The Arctic foothills tundra is an ecoregion of the far north of North America, lying inland from the north coast of Alaska. It is a permafrost tundra with an average annual temperature below freezing.

==Setting==
This is a hilly area that lies between the boggier Arctic coastal tundra to the north and the Brooks Range to the south, and stretching from the Chukchi Sea east across northern Alaska to the border with Canada's Yukon Territory. The Noatak River valley is the only forested area.

==Flora==
The main vegetation is the scrubby cottongrass (Eriophorum vaginatum), stiff sedge (Carex bigelowii) and shrubs such as Betula nana, Empetrum nigrum, Rhododendron subarcticum, and the berry Vaccinium vitis-idaea.

==Fauna==
The Colville River is a migration route for wildlife including moose, and a breeding area for gyrfalcon, peregrine falcon, and rough-legged buzzards.
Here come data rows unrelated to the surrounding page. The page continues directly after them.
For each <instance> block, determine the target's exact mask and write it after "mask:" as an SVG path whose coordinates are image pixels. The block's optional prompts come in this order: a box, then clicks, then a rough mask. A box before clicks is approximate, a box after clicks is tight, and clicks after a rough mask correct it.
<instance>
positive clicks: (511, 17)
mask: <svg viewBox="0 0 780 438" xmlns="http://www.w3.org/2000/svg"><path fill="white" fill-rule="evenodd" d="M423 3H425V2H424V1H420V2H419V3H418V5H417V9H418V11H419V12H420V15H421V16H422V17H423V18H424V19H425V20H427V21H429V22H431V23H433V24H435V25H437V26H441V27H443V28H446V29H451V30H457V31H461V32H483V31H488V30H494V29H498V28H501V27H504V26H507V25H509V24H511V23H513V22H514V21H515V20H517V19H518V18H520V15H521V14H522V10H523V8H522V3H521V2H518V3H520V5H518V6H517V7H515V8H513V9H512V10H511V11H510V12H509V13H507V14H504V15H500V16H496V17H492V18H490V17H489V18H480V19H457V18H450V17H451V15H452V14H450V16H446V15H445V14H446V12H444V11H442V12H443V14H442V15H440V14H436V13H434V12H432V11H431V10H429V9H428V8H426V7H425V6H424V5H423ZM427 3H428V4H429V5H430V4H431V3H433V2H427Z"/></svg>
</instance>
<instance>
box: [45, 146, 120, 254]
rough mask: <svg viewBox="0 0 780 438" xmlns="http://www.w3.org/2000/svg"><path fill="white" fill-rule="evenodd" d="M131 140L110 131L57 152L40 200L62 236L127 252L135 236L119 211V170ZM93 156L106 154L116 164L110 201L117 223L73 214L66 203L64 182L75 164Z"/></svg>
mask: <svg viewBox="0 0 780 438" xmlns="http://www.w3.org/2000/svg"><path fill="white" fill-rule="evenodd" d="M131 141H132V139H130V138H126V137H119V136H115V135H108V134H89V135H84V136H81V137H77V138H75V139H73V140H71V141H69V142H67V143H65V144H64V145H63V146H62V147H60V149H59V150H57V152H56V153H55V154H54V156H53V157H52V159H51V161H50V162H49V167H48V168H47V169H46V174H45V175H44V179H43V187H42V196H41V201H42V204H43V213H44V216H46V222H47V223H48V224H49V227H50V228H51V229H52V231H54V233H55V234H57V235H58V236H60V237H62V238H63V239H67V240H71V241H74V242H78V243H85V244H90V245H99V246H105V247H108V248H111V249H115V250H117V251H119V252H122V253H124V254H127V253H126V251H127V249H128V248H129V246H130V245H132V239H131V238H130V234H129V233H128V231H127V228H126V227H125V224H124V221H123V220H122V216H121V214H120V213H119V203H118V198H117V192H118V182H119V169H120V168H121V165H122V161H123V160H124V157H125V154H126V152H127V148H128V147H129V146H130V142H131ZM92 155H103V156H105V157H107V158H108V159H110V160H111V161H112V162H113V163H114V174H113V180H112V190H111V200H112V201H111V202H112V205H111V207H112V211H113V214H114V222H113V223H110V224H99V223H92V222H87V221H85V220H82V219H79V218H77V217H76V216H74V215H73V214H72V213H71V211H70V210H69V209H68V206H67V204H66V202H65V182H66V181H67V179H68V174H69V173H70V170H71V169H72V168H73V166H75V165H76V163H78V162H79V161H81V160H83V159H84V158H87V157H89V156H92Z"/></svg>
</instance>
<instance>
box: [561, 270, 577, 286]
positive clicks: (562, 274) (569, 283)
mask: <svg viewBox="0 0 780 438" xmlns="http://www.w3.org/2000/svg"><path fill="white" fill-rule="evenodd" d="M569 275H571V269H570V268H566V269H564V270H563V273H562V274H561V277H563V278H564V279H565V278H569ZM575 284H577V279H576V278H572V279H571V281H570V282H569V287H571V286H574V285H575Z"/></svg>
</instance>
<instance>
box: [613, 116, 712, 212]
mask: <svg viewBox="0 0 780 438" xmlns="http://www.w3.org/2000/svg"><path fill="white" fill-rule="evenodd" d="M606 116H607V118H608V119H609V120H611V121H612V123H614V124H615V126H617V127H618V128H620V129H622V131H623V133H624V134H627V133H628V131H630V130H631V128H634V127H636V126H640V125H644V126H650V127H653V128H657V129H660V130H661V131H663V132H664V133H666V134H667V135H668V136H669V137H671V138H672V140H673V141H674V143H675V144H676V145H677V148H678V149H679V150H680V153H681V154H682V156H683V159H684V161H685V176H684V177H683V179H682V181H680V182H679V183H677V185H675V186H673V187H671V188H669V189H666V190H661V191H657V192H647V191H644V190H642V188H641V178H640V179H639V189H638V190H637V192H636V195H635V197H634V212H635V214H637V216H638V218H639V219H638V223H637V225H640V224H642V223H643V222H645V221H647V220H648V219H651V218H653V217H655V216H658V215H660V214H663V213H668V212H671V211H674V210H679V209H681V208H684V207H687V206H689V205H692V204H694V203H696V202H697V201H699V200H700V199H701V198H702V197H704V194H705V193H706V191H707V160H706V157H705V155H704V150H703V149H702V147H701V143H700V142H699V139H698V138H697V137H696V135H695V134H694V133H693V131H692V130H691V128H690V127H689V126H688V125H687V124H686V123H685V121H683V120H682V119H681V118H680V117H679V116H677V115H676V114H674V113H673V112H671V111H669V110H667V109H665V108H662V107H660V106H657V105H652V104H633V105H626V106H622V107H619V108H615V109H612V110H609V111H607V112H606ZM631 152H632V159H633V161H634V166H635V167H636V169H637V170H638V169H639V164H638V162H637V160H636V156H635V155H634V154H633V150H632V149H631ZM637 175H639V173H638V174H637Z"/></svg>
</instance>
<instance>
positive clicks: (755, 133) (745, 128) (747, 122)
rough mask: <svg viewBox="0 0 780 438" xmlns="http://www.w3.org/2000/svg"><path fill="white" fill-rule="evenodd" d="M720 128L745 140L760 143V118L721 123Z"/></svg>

The ecoregion is also home to a number of waterbirds.
Mammals include the large ungulates Alaska moose (Alces alces gigas) and Porcupine caribou (Rangifer tarandus arcticus), the predators grizzly bear (Ursus arctos horribilis) and Alaskan Tundra wolf (Canis lupus tundrarum) breed here, while smaller mammals include Alaskan hare (Lepus othus) and Arctic ground squirrel (Spermophilus parryi).

==Threats and preservation==
This ecoregion is unspoilt except that it is crossed by the Dalton Highway and the Trans-Alaska Pipeline, which can disrupt migratory behaviour of some wildlife. The east end of the ecoregion is part of the Arctic National Wildlife Refuge.